Important criteria include:
■Age of house
■Number of bedrooms and bathrooms
■Size of lot / yard
■School district requirements
■Type of street (Are busy streets OK, or do you want a cul de sac? Do you need to be near a bus or light rail line?)
■Type of home (Single-story? Mutli-level? Are there any dominant architectural styles in your area that you refuse to buy?)
■Central heating and cooling
■Expensive additions, such as in-ground pools Make a list of Homes After you’ve made this list, search online and find several representative homes.

If you have time and you’re fairly local, drive by a few of them to get a feel for the neighborhoods. Write down your impressions. This will help you understand home much of a home’s description is fact versus fluff, and give your real estate agent a good idea of your likes and dislikes.
Find a Realtor® Most home buyers select a licensed Realtor® to represent them, and they are almost always happy they did. Realtors® are real estate agents who subscribe to a strict code of ethics and are acknowledged experts in the field. A Realtor® knows your local market, and can help you through every step of the home buying process, from finding your dream home to negotiating the best possible terms, explaining everything along the way.
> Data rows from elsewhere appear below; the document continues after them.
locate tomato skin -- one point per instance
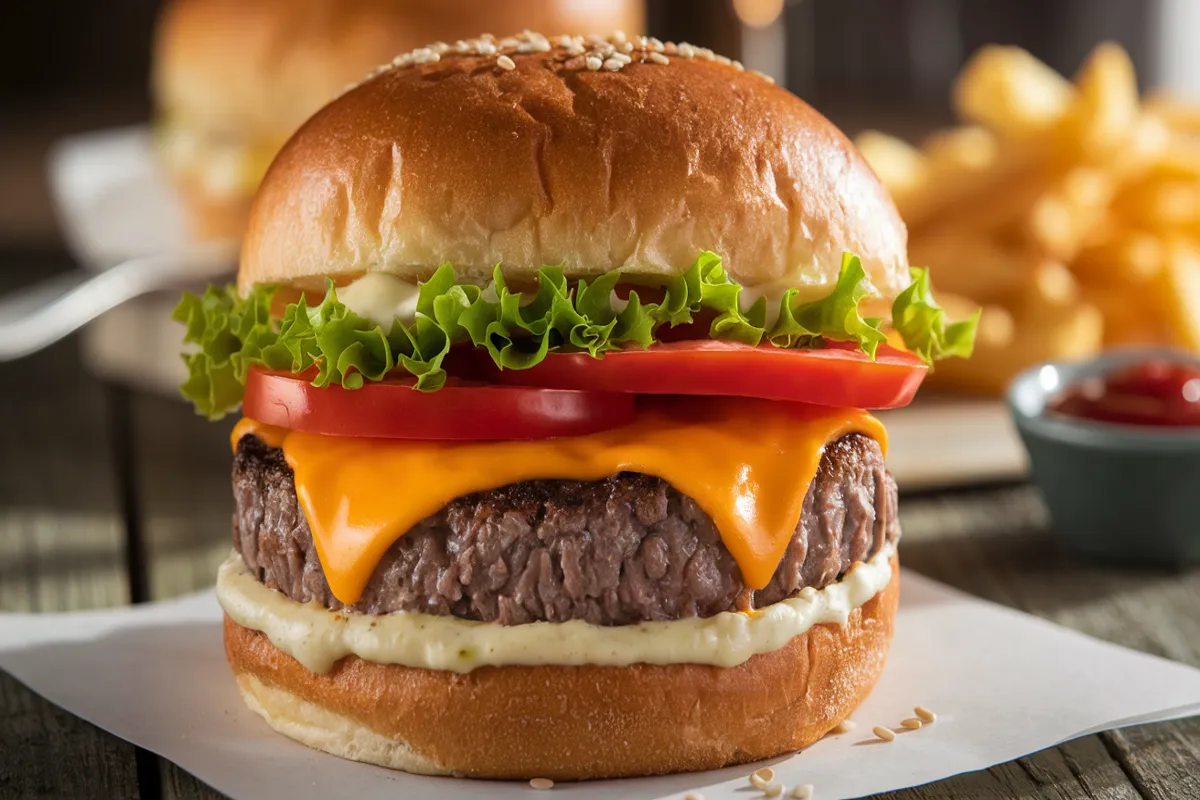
(835, 374)
(391, 409)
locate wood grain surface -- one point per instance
(85, 465)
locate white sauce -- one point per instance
(318, 637)
(382, 299)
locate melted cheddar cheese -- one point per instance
(747, 463)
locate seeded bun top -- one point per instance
(594, 154)
(258, 68)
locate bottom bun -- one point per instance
(573, 722)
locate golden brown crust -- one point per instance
(637, 169)
(258, 68)
(583, 722)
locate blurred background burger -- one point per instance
(233, 78)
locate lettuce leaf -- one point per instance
(229, 332)
(921, 322)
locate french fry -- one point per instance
(1011, 92)
(1181, 292)
(1108, 108)
(1121, 258)
(1069, 211)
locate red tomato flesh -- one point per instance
(835, 374)
(391, 409)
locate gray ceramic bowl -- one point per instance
(1115, 492)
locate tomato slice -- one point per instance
(393, 409)
(835, 374)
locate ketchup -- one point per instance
(1157, 392)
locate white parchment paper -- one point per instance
(1003, 685)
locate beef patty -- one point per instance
(613, 552)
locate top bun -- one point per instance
(261, 67)
(519, 152)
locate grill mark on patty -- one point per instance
(615, 552)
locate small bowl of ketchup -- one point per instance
(1115, 447)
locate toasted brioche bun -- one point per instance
(261, 67)
(571, 722)
(465, 162)
(249, 72)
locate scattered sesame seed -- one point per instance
(609, 53)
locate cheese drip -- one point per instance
(748, 463)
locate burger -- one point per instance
(234, 78)
(552, 358)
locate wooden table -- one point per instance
(90, 468)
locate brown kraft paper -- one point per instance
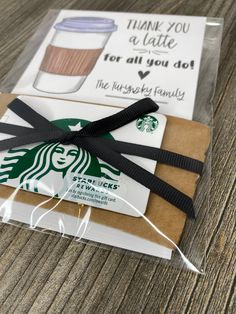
(182, 136)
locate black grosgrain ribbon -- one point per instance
(109, 150)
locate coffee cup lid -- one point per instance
(86, 24)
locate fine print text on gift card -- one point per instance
(116, 58)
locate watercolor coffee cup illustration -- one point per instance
(73, 53)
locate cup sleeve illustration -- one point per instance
(72, 53)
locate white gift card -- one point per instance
(71, 173)
(113, 58)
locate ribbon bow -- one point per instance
(109, 150)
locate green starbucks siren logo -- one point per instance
(27, 166)
(147, 123)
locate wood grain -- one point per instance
(42, 273)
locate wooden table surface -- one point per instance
(41, 273)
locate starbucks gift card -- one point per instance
(71, 173)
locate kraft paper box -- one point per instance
(181, 136)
Bring a Camera Your Realtor® will take you on a number of open houses, and your opinions can be lost in the blur. To keep things straight, bring a digital camera on your trips. Take a picture of the street number of each property, then photograph each room during your walk-through. Photograph a house even if you decide it’s wrong for you—there may be furnishings, construction tips, or other features you notice later that could come in handy when you find the right home.

Friday, January 20, 2012

Closing Costs

Closing costs are the actual expenses that the lender incurs in the origination of a new home loan. Some of the costs are related to your loan application, such as the expense of a credit report on all applicants. Other fees are related to the house itself, such as the property appraisal. Others are payment to the lender for processing your application, such as the loan origination fee. Unless the seller offers to pay them for you, these expenses are charged to the buyer and often runs between 2 and 3 percent of the amount being borrowed. Because different states have different fees and taxes that are a part of these costs, it's impossible to generalize nationwide. Common closing costs can include processing and underwriting fee, mortgage insurance premium, appraisal fee, the cost of a credit report, tax service fee, application, commitment, wire transfer fee, etc. Escrow accounts are often required for many loans for homeowners insurance, real estate taxes, and homeowners associations and require cash deposits at closing. After your initial meeting with a mortgage professional, you should receive a Good Faith Estimate that includes all the estimated costs to close your loan.